La crise politique interne de l’Arménie va-t-elle se traduire par une révision à la baisse de ses positions concernant la cause arménienne ? Ou autrement dit, le régime actuel entend-il racheter sa crédibilité sur la scène internationale en compensant ses manquements à l’endroit de la démocratie par une plus grande « souplesse » envers la Turquie et la question du génocide ?
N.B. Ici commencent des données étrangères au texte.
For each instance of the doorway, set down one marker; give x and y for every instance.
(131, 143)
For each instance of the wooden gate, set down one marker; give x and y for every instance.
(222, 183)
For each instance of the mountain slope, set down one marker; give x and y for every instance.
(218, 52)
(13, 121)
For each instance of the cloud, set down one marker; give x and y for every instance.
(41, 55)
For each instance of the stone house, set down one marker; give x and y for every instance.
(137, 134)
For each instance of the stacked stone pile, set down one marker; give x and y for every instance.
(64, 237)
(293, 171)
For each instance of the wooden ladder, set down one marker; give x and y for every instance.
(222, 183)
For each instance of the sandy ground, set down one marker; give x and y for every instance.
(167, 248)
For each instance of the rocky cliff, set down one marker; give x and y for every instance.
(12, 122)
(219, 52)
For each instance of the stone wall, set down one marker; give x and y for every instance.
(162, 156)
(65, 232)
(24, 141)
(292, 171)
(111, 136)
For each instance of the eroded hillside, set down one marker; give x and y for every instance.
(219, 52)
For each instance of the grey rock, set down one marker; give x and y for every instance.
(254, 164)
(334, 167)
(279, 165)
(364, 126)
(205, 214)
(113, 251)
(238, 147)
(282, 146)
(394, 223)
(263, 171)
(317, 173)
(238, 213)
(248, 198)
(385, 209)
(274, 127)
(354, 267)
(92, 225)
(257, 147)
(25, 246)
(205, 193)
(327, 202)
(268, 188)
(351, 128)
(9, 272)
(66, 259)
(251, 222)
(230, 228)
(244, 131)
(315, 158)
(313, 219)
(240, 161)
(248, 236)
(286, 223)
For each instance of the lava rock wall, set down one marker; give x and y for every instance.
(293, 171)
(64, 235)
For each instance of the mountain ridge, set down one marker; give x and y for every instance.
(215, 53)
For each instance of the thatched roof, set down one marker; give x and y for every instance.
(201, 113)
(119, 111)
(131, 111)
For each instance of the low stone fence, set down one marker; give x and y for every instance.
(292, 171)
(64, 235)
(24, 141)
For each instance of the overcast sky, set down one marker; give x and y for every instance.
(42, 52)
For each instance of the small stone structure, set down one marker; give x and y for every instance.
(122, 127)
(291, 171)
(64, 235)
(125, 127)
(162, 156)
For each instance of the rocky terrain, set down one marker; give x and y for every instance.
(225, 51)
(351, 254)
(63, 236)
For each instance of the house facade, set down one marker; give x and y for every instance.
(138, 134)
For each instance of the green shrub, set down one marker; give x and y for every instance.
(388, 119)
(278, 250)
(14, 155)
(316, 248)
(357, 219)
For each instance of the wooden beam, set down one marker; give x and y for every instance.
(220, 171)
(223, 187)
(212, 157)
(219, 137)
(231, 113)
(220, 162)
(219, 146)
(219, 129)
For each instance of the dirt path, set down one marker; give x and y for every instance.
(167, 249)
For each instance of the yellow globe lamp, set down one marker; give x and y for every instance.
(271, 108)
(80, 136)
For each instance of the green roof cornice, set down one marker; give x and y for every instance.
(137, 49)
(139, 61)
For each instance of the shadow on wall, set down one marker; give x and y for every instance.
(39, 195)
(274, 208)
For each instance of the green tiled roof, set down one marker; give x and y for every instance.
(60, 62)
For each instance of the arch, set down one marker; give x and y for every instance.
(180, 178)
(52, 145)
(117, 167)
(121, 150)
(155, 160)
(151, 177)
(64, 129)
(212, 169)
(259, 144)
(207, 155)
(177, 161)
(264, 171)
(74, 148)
Les déclarations du président de la République, prononcées le 23 juin à Moscou, confirment en tous les cas un net infléchissement de la politique étrangère à l’égard de la Turquie. En invitant son homologue Abdulah Gül à assister au match de football Arménie-Turquie, qui se déroulera le 6 septembre à Erevan, Serge Sarkissian a fait plus que tendre la main à la Turquie. Il banalise sciemment la nature du contentieux avec cet Etat et participe ainsi à une normalisation de son image dans le monde. Et ce, à un moment où, après le vote du 10 octobre de la commission des Affaires étrangères du Congrès américain sur le génocide, et surtout avec les prises de position actuelles de Barak Obama sur la question, les Etats-Unis prennent du recul à l’égard du nationalisme turc. Plus grave, en déclarant qu’il n’était « pas opposé à la création d’une commission d’experts arméno-turcs » sur les événements de 1915, qui pourrait être envisagée « seulement quand la frontière entre nos pays sera ouverte », Serge Sarkissian ne se contente pas de pratiquer une ouverture à l’endroit d’Ankara : il ouvre aussi une brèche dans le dispositif de défense dressé contre le négationnisme.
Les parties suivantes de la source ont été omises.